Please confirm my understanding of this ticket above is correct.
Original comment by Moses Mansaray (GitHub: doraVentures).
@john-shepherdson Awaits your response. Also if we are to use the proposed external study validator service we discussed this work would be redundant.
Assigning to you.
Original comment by John Shepherdson (GitHub: john-shepherdson).
Graylog is now being used instead of Kibana, but to so extent that is irrelevant here.
Agree that there are potential performance issues, so may need to make this modal.

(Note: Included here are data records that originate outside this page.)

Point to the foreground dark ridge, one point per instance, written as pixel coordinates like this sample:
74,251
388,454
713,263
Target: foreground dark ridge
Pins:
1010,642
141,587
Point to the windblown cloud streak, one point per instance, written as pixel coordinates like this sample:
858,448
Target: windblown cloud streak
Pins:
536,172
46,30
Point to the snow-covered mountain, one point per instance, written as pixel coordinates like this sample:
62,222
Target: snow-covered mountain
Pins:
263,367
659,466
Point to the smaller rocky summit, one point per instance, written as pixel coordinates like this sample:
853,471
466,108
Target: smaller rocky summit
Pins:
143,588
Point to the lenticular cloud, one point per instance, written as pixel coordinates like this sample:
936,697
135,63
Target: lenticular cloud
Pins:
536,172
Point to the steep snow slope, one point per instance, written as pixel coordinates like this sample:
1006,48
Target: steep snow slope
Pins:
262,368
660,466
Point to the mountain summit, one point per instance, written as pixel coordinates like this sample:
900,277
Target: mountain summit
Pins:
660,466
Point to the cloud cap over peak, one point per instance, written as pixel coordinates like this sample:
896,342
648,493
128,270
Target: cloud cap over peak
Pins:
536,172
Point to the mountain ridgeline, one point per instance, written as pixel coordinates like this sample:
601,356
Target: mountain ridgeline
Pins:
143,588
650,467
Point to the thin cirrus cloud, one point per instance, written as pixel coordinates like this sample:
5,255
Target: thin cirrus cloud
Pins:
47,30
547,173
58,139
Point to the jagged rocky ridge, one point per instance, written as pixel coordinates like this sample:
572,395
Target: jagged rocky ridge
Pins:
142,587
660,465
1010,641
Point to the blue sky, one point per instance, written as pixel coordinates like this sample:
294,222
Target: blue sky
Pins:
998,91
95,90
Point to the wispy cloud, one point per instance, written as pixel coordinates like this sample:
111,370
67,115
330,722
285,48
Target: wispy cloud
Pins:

When I look at Springboot logs and see error messages, it can be difficult to know which endpoint and/or which record is causing the error. Some examples from https://datacatalogue-dev.cessda.eu/admin/#/applications/e3783374/logfile which may not be covered by external validator:
2019-12-23 16:19:22.792 WARN DefaultHarvesterConsumerService.java:87) - Exception msg[Unsuccessful response from remote repository.]. External system response body[{"message":"InternalSystemException: Unable to parse xml :Error on line 19033: Attribute name \"w\" associated with an element type \"location\" must be followed by the ' = ' character."}]
2019-12-23 16:22:31.746 ERROR (LogHelper.java:49) - RemoteResponse(logLevel=ERROR, responseCode=406, responseMessage=Not Acceptable, occurredAt=2019-12-23T16:22:31.746242)
2019-12-23 16:41:36.346 WARN DefaultHarvesterConsumerService.java:87) - Exception msg[Unsuccessful response from remote repository.]. External system response body[{"message":"InternalSystemException: Unable to parse xml :Error on line 3213: The processing instruction target matching \"[xX][mM][lL]\" is not allowed."}]
Original comment by Moses Mansaray (GitHub: doraVentures).
Agree. I will
Original comment by Moses Mansaray (GitHub: doraVentures).
Improved logs see PRs here @john-shepherdson
Original comment by Moses Mansaray (GitHub: doraVentures).
Assigning to you @john-shepherdson Please review logs on a full re-index and feedback if you need more or less verbose logs information.
Original comment by John Shepherdson (GitHub: john-shepherdson).
First cut inspection of incremental reharvest shown more info re source of error (endpoint - SP and type).
I need to check that records numbers are also present when parsing errors occur .
Original comment by Moses Mansaray (GitHub: doraVentures).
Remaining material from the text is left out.